The rain stopped. The wind died. His lightning humanoids spluttered before going out of existence entirely, and Lilly took this new freedom to shove her hands into her hair and expell a breath she'd been holding for a long time. She knew she should turn around and run, or use magic, or something remotely warrior-like, but she was so shocked that all she could do was stand there. It was as if Lilly's mind shut off, like she could experience the sensation of the war in Elliott Way behind her, the calmed storm around her, the dangerously still man in front of her, but she couldn't understand why those things were happening anymore. It was a battle between sensation and perception and sensation was winning.

Several feet in front of her, Storm's squared his shoulders. Red crept up his neck. His hands curled in and out of fists as he and Lilly both stared at the normalcy that was before them: air untorn, this dimension perfectly intact. 

All at once, Lilly's synapses fired. 

Storm's back was to her, and there was nothing rooting her to her spot anymore. She spun on her heel and tore up the opposite side of the hill.

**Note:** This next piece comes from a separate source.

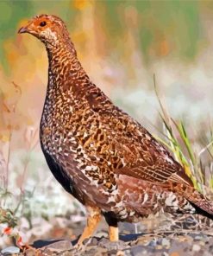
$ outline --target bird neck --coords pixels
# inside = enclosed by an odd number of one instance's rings
[[[90,80],[70,40],[59,42],[57,45],[46,45],[46,48],[49,61],[50,86],[52,84],[55,89],[65,91],[67,86],[79,86],[82,80]]]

Her momentum sent her careening to her hands and knees, boots and palms squelching in the mud, and she crawled to the crest of the nearest hill—

A flash of light glittered violently to her right. She jerked hard to the left to dodge it. 

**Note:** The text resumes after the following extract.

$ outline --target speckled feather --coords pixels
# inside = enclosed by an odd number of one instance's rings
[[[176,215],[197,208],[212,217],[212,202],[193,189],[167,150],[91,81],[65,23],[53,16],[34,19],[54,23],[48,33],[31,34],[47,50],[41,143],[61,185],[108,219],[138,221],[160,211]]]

But lightning travels at one-third the speed of light.

The bolt slammed into her shoulder from behind, sending shockwaves up and down her arm. Lilly's synapses were still catching up with the rest of her. The scream of pain went straight from her throat and into her skull. 

The force knocked her face-first into the ground. The pain was excruciating, ruthless, white-hot, wicked-sharp. She couldn't move—she didn't have to. Hands gripped her shoulders and spun her onto her back. Storm loomed over her, pressed a knee to her chest to keep her against the ground. His face was blurry.

"What the hell did you do? Why did it close?" When Lilly didn't answer, Storm slapped her. Lilly didn't feel it. All she felt was that horrible horrible pain and the overwhelming aftershocks of thousands of volts of electricity jarring her system. 

"I made sure not to hit you that hard, so talk." Storm dug his knee harder into her chest. Again, it was a phenomenon that, under normal circumstances, would have made her ribs shriek in protest, but Lilly couldn't feel it. 

Space. That was the only word her mind would form. Space.  

Storm seethed. He was loud, vicious. "You have no idea—I've been planning this for years and you've ruined everything! You want to know why I kept your mother alive? She's the reason the Bloom found out I wasn't a Shifter. They locked me up for years and tortured me, all because of her. They blew up my family and it was her fault. I want her to see what her mistake did. I want her to watch as I kill everyone." His green eyes were wild, his breath hot on her face.

The corners of Lilly's vision darkened.

She could move her fingers, just a little. 

Space. 

She formed another mild, distant, desperate thought: Anything. 

"But if you don't want to tell me how you managed to close the dimension, I'll go ahead and kill you," he went on, voice dropping to a delirious whisper. "Then I'm going to kill your mother. And I'll leave you with this swear: I will not stop until I kill every last Shifter in the world."